Nós, feministas socialistas, continuamos na luta em defesa do Estado laico e democrático, defesa ainda mais fundamental num cenário que urge pela adoção de medidas de distanciamento social mais severas para a contenção da pandemia, frente ao atual cenário epidemiológico e à capacidade de resposta dos serviços de saúde. Portanto, nenhuma religião e igreja devem continuar a interferir nas legislações de interesse público que adotam medidas de distanciamento e isolamento social. Reforçamos a separação entre Estado e religião, não ceder às pressões de alguns líderes religiosos inconsequentes que estão pouco preocupados com a vida e saúde dos fiéis.

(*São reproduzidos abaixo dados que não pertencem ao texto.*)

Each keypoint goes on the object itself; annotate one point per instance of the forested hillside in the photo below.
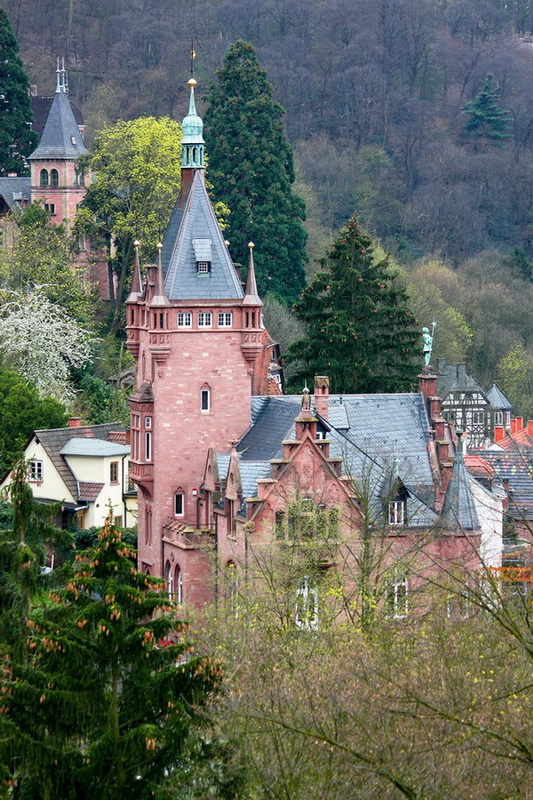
(418, 114)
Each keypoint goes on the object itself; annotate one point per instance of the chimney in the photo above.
(322, 395)
(499, 433)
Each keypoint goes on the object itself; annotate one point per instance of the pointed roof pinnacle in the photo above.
(136, 284)
(160, 298)
(62, 82)
(251, 296)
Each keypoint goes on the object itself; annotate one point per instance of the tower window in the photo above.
(179, 504)
(205, 319)
(225, 319)
(205, 400)
(184, 319)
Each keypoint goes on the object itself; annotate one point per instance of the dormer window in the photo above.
(202, 255)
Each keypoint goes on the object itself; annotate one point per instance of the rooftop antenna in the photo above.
(193, 56)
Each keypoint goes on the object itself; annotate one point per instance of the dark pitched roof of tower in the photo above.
(193, 229)
(61, 136)
(459, 510)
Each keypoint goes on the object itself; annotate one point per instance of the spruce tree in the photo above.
(487, 121)
(110, 692)
(17, 140)
(251, 169)
(360, 330)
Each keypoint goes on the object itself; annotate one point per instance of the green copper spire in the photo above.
(192, 145)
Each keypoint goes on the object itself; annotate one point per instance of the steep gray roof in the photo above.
(459, 510)
(497, 399)
(379, 438)
(61, 136)
(15, 189)
(193, 228)
(53, 439)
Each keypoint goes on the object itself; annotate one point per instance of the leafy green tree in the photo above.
(21, 412)
(40, 259)
(251, 168)
(111, 690)
(360, 330)
(137, 178)
(17, 139)
(487, 121)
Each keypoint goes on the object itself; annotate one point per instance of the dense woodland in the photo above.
(378, 98)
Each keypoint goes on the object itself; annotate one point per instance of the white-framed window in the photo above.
(205, 319)
(179, 504)
(113, 472)
(205, 400)
(184, 319)
(35, 471)
(225, 319)
(397, 597)
(396, 512)
(306, 618)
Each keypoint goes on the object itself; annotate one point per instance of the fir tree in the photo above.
(17, 140)
(487, 122)
(360, 331)
(111, 690)
(251, 168)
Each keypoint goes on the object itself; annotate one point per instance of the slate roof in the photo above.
(78, 446)
(89, 490)
(517, 469)
(11, 187)
(497, 399)
(377, 436)
(61, 136)
(459, 510)
(193, 218)
(53, 439)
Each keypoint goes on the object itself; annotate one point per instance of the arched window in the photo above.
(169, 578)
(178, 583)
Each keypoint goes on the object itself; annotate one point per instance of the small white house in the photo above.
(85, 469)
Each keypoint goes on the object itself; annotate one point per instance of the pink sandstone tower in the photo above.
(195, 335)
(56, 179)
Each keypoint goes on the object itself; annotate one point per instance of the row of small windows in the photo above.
(205, 319)
(49, 178)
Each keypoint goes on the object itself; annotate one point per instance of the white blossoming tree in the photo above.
(42, 342)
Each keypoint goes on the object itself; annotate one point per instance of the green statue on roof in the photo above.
(428, 342)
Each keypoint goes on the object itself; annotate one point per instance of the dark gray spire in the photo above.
(61, 136)
(459, 511)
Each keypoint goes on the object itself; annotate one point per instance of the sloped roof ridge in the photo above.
(195, 219)
(61, 137)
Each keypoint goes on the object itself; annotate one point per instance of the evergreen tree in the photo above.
(360, 331)
(487, 121)
(105, 704)
(17, 140)
(251, 168)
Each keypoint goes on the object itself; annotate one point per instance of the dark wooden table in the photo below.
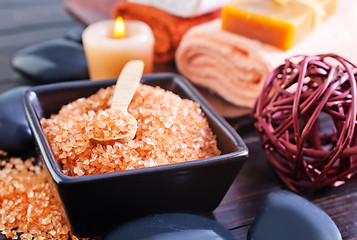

Essa tarefa precisa estar agenda do dia do PSOL e dos nossos mandatos no executivo e legislativo: em tempos que conjugam conservadorismo ideológico, negacionismos de diversas ordens e ultraneoliberalismo econômico, é preciso maior entendimento e posições mais firmes em defesa do Estado Laico, dos direitos sociais e humanos, das políticas sociais.
(*) Roberta Menezes é militante feminista, assistente social, professora do IFCE, dirigente do PSOL de Iguatu e militante da Comuna no Ceará.